After a brief prologue of newsreel footage depicting police and soldiers clashing with protestors, the opening credits of the film are superimposed over a photograph of Martin Luther King Jr. and other civil rights leaders in discussion with Lyndon B. Johnson. This image of polite and respectful dialogue will eventually be framed as one of inaction and futility; the final archival image in the film is that of a young black woman shouting and raising her fist victoriously during a street protest. In between these photographs, Álvarez inserts harrowing images that connect the then-ongoing civil rights protests of the 1960s as a continuum in the struggle against racial oppression in the United States throughout its history: images of lynchings, Ku Klux Klan cross burnings, racial segregation, police brutality, and a neo-Nazi rally are all featured. The final sequence hints at the possibility of liberation through political action: an image of a black man whose hands have been tied by a lynch mob cuts to images of protestors who have chained their hands together in solidarity, and the film ends with a series of defiant black Americans, young and old, their clenched fists emphasized.

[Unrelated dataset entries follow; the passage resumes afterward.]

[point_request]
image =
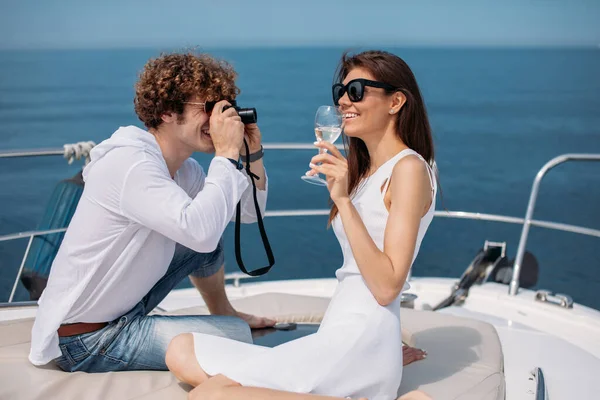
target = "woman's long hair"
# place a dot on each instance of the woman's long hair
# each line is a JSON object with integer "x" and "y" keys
{"x": 412, "y": 124}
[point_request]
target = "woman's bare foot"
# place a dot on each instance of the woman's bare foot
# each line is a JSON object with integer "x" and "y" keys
{"x": 412, "y": 354}
{"x": 415, "y": 395}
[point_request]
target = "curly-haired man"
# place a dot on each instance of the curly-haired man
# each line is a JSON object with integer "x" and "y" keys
{"x": 149, "y": 216}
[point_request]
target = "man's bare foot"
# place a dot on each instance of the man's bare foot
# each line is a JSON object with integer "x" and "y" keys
{"x": 415, "y": 395}
{"x": 412, "y": 354}
{"x": 256, "y": 322}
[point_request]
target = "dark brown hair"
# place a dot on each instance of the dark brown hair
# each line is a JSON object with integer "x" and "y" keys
{"x": 412, "y": 124}
{"x": 168, "y": 81}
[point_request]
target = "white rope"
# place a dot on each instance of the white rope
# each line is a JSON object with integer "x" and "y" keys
{"x": 75, "y": 151}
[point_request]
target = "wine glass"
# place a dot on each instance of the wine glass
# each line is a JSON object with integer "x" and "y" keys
{"x": 328, "y": 127}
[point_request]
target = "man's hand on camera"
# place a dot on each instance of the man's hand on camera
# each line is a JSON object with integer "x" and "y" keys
{"x": 253, "y": 137}
{"x": 226, "y": 131}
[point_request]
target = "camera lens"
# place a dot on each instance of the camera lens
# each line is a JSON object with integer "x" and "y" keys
{"x": 248, "y": 115}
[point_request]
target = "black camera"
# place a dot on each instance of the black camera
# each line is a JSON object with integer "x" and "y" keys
{"x": 248, "y": 115}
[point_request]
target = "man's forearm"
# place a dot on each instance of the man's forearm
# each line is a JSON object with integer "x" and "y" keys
{"x": 258, "y": 168}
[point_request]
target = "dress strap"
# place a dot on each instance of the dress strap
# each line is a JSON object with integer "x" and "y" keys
{"x": 398, "y": 157}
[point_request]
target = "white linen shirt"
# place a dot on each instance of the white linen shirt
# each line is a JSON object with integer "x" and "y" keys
{"x": 122, "y": 236}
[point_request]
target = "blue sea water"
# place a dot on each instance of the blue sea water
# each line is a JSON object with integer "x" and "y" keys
{"x": 497, "y": 115}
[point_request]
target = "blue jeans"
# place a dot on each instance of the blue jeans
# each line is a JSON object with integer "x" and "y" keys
{"x": 137, "y": 341}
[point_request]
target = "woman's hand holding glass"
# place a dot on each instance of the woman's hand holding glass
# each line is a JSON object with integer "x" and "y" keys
{"x": 334, "y": 166}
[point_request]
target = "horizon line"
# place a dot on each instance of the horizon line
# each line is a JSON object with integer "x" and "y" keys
{"x": 311, "y": 46}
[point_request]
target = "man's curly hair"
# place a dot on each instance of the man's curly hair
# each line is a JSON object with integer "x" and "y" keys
{"x": 172, "y": 79}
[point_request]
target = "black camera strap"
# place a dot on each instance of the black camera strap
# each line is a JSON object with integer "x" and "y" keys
{"x": 261, "y": 227}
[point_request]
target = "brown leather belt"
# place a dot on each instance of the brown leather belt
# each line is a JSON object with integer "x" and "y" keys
{"x": 80, "y": 328}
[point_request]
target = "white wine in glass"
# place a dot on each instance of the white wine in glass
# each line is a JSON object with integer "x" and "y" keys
{"x": 328, "y": 127}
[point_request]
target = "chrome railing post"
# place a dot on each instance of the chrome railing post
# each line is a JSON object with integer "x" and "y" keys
{"x": 514, "y": 283}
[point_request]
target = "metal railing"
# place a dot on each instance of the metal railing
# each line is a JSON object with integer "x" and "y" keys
{"x": 526, "y": 222}
{"x": 514, "y": 283}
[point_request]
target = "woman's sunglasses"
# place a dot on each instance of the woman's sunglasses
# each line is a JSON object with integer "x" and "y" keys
{"x": 356, "y": 89}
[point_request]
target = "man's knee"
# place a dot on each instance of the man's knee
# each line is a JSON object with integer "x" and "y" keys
{"x": 236, "y": 328}
{"x": 207, "y": 264}
{"x": 178, "y": 353}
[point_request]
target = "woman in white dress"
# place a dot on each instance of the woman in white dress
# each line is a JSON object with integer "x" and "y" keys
{"x": 383, "y": 202}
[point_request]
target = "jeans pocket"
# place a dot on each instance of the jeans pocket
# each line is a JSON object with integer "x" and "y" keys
{"x": 73, "y": 353}
{"x": 111, "y": 335}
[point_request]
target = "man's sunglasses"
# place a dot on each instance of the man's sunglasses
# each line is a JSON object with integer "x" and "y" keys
{"x": 356, "y": 89}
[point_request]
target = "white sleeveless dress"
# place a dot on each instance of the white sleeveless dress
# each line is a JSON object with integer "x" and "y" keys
{"x": 357, "y": 350}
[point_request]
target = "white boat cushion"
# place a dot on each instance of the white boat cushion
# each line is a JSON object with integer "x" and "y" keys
{"x": 464, "y": 358}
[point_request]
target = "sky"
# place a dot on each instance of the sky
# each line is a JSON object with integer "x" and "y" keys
{"x": 58, "y": 24}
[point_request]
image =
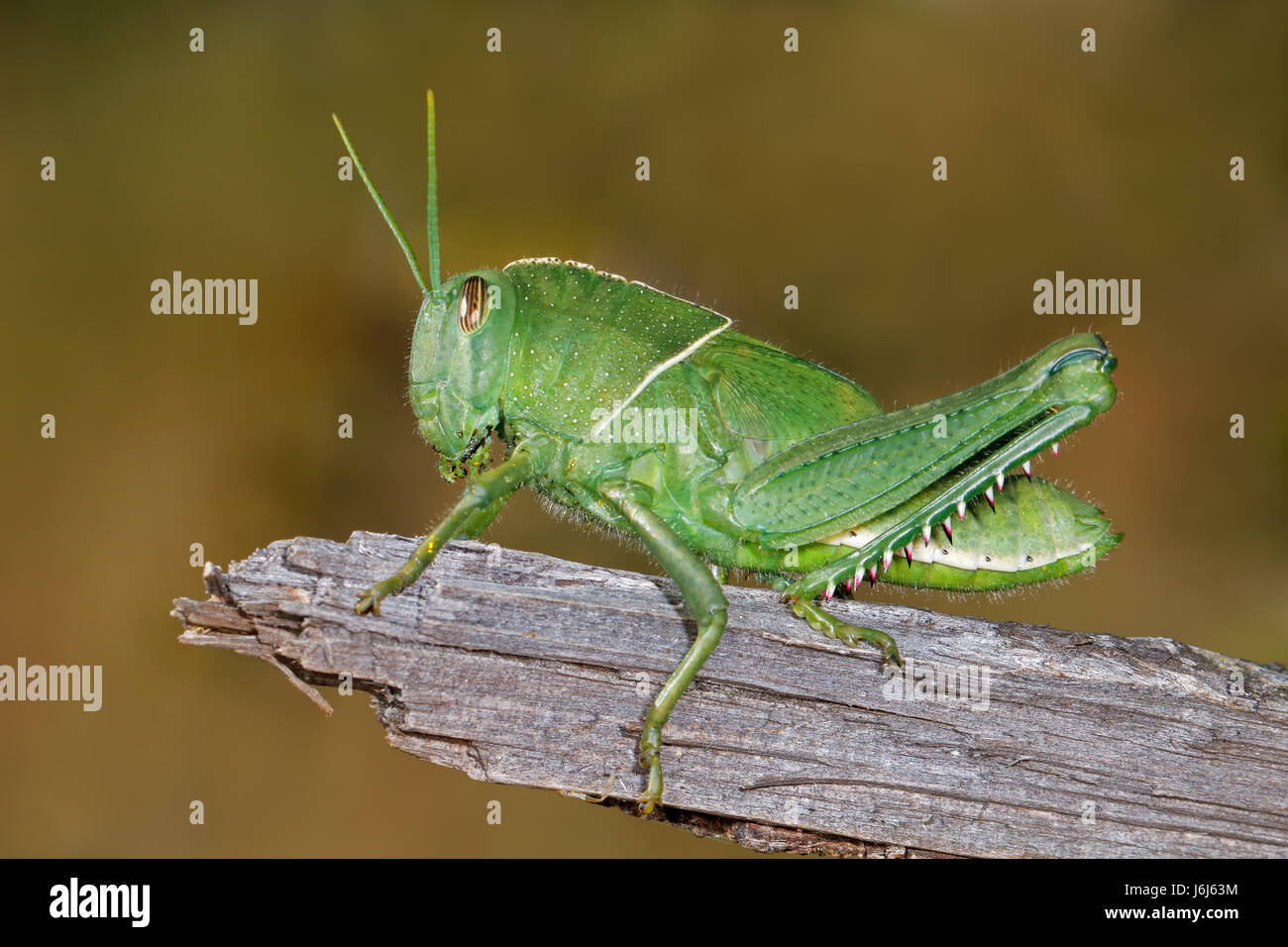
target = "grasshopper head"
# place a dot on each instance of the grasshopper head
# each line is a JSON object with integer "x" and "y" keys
{"x": 460, "y": 354}
{"x": 460, "y": 351}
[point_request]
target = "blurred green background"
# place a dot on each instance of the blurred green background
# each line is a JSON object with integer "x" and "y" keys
{"x": 768, "y": 169}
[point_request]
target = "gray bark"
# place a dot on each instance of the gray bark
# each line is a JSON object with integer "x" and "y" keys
{"x": 516, "y": 668}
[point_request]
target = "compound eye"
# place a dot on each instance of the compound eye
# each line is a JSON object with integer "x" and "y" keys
{"x": 473, "y": 307}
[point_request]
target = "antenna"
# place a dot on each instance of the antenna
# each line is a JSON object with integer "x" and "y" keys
{"x": 432, "y": 198}
{"x": 384, "y": 210}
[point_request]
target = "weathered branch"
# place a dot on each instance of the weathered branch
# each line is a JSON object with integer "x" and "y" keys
{"x": 518, "y": 668}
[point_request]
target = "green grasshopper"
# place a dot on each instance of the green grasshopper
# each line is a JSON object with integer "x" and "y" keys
{"x": 789, "y": 474}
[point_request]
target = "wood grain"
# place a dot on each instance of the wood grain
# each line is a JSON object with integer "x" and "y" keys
{"x": 518, "y": 668}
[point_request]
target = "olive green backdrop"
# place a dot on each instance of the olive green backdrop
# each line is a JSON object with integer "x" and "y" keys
{"x": 768, "y": 169}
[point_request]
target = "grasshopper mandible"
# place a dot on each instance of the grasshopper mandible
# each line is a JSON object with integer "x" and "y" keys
{"x": 795, "y": 478}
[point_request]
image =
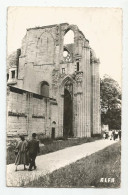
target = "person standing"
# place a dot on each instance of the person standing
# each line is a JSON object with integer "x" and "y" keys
{"x": 21, "y": 157}
{"x": 33, "y": 148}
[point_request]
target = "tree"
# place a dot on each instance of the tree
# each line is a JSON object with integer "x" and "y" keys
{"x": 110, "y": 96}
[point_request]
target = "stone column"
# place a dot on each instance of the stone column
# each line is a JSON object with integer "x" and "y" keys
{"x": 96, "y": 129}
{"x": 86, "y": 90}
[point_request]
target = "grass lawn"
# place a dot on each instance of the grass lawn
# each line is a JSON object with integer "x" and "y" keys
{"x": 52, "y": 146}
{"x": 87, "y": 172}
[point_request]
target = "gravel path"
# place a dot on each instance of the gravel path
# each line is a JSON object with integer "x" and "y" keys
{"x": 49, "y": 162}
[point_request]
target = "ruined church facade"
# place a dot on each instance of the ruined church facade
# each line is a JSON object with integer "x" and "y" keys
{"x": 53, "y": 88}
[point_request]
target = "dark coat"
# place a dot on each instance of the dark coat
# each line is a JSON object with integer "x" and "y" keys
{"x": 33, "y": 147}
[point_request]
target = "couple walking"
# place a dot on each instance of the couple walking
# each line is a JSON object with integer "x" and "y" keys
{"x": 27, "y": 152}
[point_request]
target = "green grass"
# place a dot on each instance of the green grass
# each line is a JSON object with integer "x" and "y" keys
{"x": 86, "y": 172}
{"x": 52, "y": 146}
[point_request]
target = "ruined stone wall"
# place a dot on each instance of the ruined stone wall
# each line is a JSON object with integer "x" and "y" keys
{"x": 41, "y": 60}
{"x": 28, "y": 113}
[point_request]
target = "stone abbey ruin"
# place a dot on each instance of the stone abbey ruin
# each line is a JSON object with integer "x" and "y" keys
{"x": 53, "y": 88}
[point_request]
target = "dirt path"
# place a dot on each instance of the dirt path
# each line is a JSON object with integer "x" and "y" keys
{"x": 49, "y": 162}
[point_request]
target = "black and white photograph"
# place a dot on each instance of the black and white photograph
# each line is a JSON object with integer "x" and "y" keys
{"x": 63, "y": 97}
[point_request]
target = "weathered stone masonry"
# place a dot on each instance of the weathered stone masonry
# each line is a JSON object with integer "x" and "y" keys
{"x": 53, "y": 94}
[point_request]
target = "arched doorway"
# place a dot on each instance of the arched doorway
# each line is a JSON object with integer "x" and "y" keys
{"x": 68, "y": 110}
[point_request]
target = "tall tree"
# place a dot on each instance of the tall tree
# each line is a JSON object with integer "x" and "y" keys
{"x": 110, "y": 95}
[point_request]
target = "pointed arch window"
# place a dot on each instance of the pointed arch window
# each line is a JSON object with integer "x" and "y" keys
{"x": 44, "y": 89}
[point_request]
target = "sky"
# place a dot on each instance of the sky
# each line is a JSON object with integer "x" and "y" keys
{"x": 101, "y": 26}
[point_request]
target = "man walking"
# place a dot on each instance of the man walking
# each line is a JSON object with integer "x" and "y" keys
{"x": 33, "y": 148}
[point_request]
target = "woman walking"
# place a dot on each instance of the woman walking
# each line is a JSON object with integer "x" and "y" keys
{"x": 22, "y": 156}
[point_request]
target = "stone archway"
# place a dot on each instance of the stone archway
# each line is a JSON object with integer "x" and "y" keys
{"x": 68, "y": 110}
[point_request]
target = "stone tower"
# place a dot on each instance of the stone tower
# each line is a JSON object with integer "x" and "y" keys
{"x": 68, "y": 84}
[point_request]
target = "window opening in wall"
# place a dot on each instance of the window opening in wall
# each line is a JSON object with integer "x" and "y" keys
{"x": 45, "y": 89}
{"x": 7, "y": 77}
{"x": 13, "y": 74}
{"x": 63, "y": 70}
{"x": 77, "y": 66}
{"x": 67, "y": 56}
{"x": 69, "y": 37}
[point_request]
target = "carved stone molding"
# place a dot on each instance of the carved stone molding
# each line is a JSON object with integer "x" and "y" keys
{"x": 79, "y": 76}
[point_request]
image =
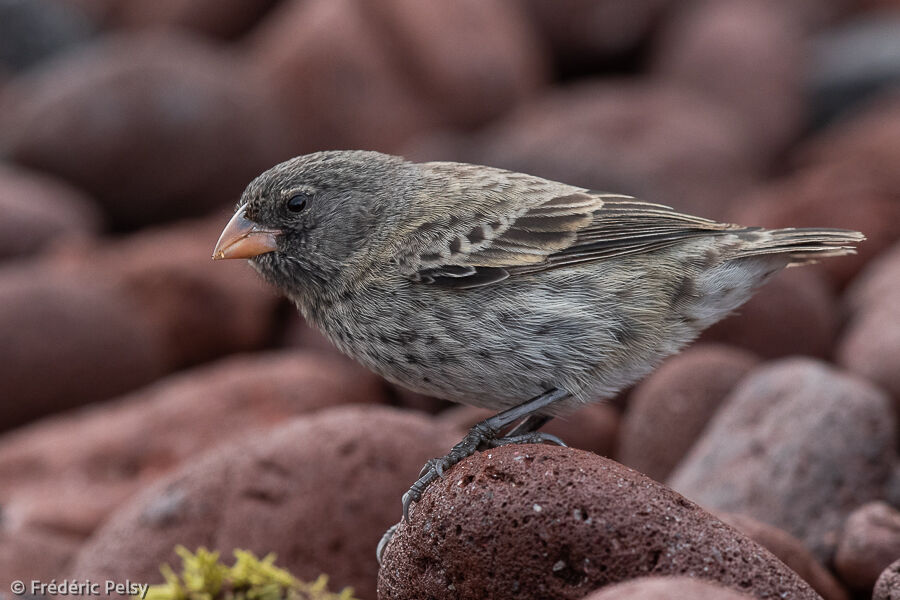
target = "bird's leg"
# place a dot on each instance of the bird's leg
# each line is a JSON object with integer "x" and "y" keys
{"x": 484, "y": 435}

Horne’s song does not merely provide a musical accompaniment to these appropriated images. Álvarez applies a huge array of editing and postproduction techniques (dissolves, superimpositions, rapid cuts, split screens, crosscutting, various zooms, and camera movements achieved with a rostrum camera), coordinating the images meticulously with the rhythms of the song and amplifying both the emotional impact of the images and the political content of Horne’s lyrics. “Now!” is repeated numerous times in the lyrics and becomes an urgent imperative of both the song and the film. It is an explicit call for radical action— the final image of the film is of machine-gun bullets marking out the title of the film/song over a blank white canvas—but also represents a measured lesson in how images of the past, including those created by the oppressors, can be used and reused to spur action and address the social and political present. As such, and despite the scarcity of resources at Álvarez’s disposal, Now! would become a powerful inspiration and artistic template for countless other politically committed filmmakers working within limited means.


Bibliography

Rist, Peter. “Agit-prop Cuban Style: Master Montagist Santiago Álvarez.” Offscreen 11, no. 3 (Mar. 2007). http://offscreen.com/view/agit_prop_cuban_style.

Wilson, Kristi M. “Ecce Homo Novus: Snapshots, the ‘New Man,’ and Iconic Montage in the Work of Santiago Alvarez.” Social Identities: Journal for the Study of Race, Nation and Culture 19, nos. 3–4 (August 13 2013): 410–22.